The remainder of the night was debate, pointed words, tears and threats of suicide from each of us. She had fallen into a hole -- just as on so many past occasions -- and I followed along like the depressed and unstable soul I had become. She and I worked our way from the bar to the pier, arguing and pointing our fingers the whole distance. At one point she climbed upon the railing and told me to stay away from her. I did nothing of the sort. I pulled her from the dangerous height and held tightly as I tried to veer the walk toward home. The quiet overtook again. Her soft sobbing broke my heart entirely and I did not know what to do.
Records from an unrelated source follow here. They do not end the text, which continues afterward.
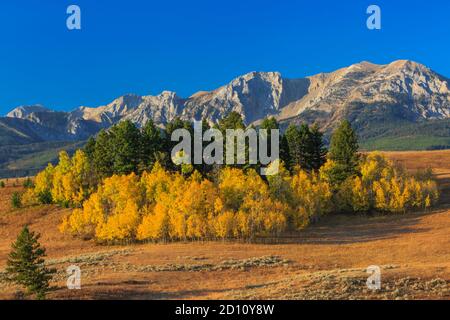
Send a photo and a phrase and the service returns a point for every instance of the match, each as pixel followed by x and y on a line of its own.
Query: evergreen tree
pixel 89 148
pixel 25 264
pixel 317 152
pixel 125 140
pixel 150 144
pixel 103 155
pixel 299 145
pixel 16 200
pixel 344 151
pixel 231 121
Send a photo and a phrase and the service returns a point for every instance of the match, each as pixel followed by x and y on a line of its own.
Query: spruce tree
pixel 103 155
pixel 89 148
pixel 125 145
pixel 25 264
pixel 151 142
pixel 344 151
pixel 317 152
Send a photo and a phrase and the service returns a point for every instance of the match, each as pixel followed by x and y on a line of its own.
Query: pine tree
pixel 300 146
pixel 125 141
pixel 344 150
pixel 151 143
pixel 25 265
pixel 317 152
pixel 103 155
pixel 89 149
pixel 16 200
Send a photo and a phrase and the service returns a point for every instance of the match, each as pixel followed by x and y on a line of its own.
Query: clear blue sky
pixel 146 46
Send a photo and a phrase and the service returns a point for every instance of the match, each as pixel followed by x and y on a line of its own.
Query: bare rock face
pixel 364 93
pixel 23 112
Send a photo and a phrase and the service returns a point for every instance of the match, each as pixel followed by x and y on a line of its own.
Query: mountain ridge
pixel 403 90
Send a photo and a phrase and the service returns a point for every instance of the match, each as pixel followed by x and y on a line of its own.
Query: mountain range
pixel 401 105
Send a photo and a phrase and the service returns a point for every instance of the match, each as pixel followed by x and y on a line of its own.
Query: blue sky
pixel 146 46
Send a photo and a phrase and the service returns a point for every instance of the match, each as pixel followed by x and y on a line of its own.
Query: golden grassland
pixel 326 261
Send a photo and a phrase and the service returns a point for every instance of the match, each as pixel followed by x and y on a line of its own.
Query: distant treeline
pixel 124 148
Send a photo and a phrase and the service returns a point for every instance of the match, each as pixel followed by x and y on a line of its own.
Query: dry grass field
pixel 327 261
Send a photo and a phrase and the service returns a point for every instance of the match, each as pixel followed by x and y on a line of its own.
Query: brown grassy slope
pixel 326 261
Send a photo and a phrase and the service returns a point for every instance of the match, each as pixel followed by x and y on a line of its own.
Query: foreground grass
pixel 327 261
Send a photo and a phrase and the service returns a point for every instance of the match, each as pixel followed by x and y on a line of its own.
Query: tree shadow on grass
pixel 348 229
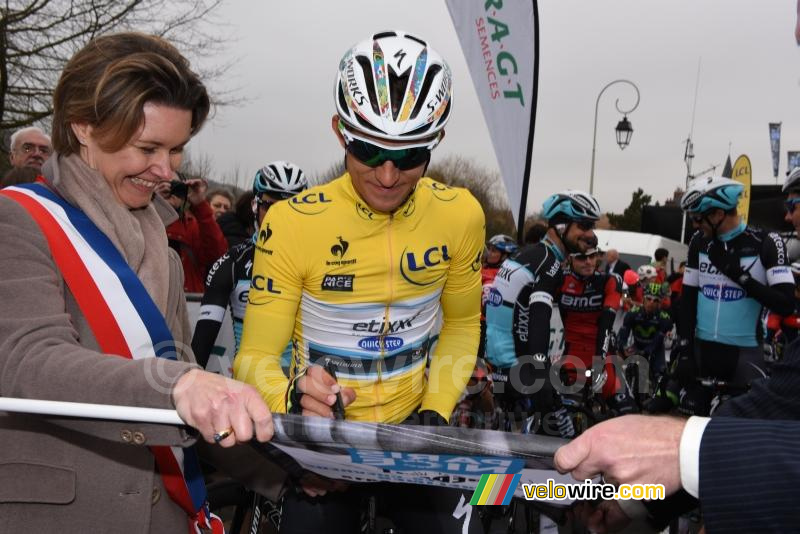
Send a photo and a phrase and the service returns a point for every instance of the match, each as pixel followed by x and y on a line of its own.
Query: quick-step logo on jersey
pixel 423 268
pixel 310 203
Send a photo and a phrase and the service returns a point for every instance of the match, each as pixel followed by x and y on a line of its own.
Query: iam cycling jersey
pixel 532 276
pixel 588 306
pixel 227 283
pixel 363 291
pixel 648 329
pixel 725 312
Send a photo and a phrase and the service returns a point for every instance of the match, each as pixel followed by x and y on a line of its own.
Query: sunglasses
pixel 790 203
pixel 375 156
pixel 585 257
My own need to free my head and soul from the world creeped in over and over and proceeded to inflame both of us until we could nearly not stand to be within earshot of one another. The whole night had gone from passionate, loving physical beauty to a sordid, drunken mess with two people hanging on for their lives. Literally.

By the time we reached the hill between the market and her home, the end was at hand. Keys, yelling, swearing, crying... Closeness gone, sexual feelings erased, life threatened. We were done.

Cue 'The Brunette, Michelle, Diane, and the Goblet'. Cue indeed. What a fucking tragic and defeated story ours had become. Now the lead-up to that weeks-long saga of sex and hell is illuminated. Suck it."